Behaviour 2019
Limited evidence of problem-solving in the brown anole lizard (Anolis sagrei)
Robyn M. Screen. University of Hawaiʻi at Mānoa, Honolulu, HI, United States

Over the past two decades, comparative psychology and animal behavior studies have increasingly explored variation in animal cognition, including animals’ ability to problem-solve. Most studies are focused on mammals and birds, though there are rare instances of reptiles exhibiting higher cognitive abilities. I evaluated the learning ability of 66 wild-caught female brown anole lizards (Anolis sagrei). I utilized a timed detour task and learning set. Lizards could only access their food reward (crickets) by entering a clear plastic tube from one side. Trials were performed in the lab over six to eight consecutive days to evaluate if lizards improved – solved the puzzle more quickly – with experience over time.

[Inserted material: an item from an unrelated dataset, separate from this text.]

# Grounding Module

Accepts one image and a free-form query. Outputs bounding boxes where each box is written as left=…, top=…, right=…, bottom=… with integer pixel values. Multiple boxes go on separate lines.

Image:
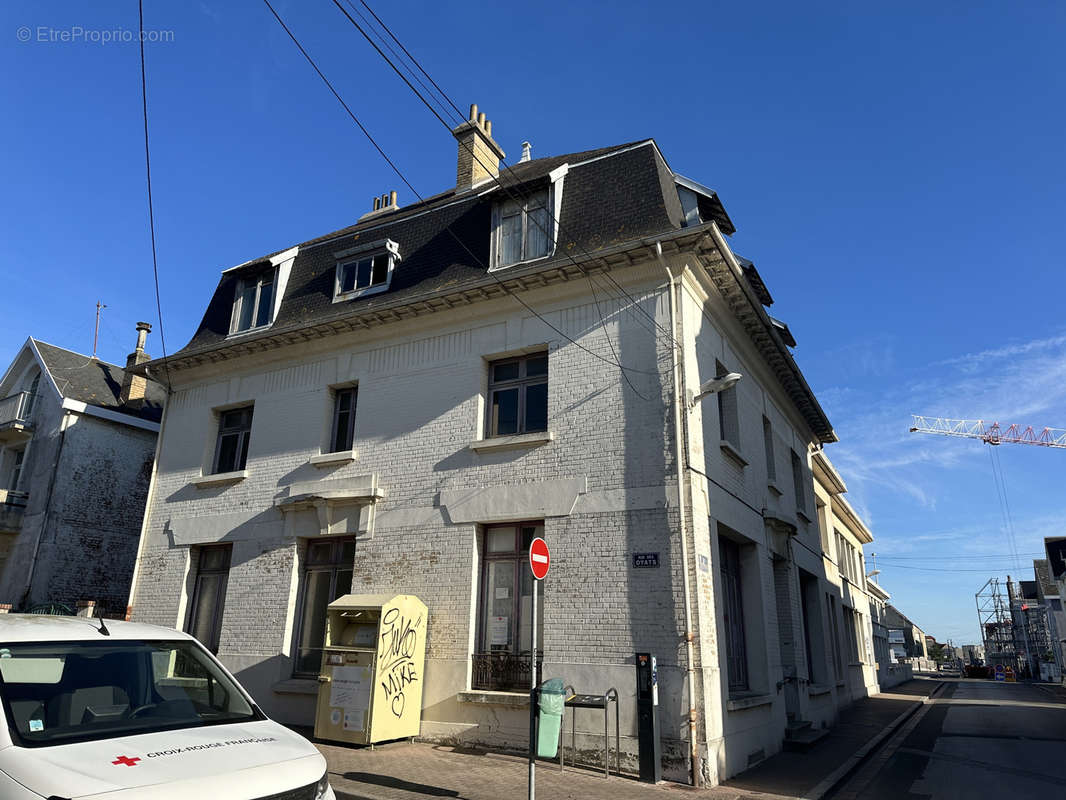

About half the lizards successfully entered the clear tube at least once: 16 succeeded only once, 9 improved over the week of trials, 6 performed worse over the week of trials, and 3 had variable solve times throughout the trials. I did not see consistent evidence for problem-solving in brown anole lizards, highlighting the need for larger sample sizes in this field. Understanding variation in learning ability in reptiles is crucial before further exploring its significance.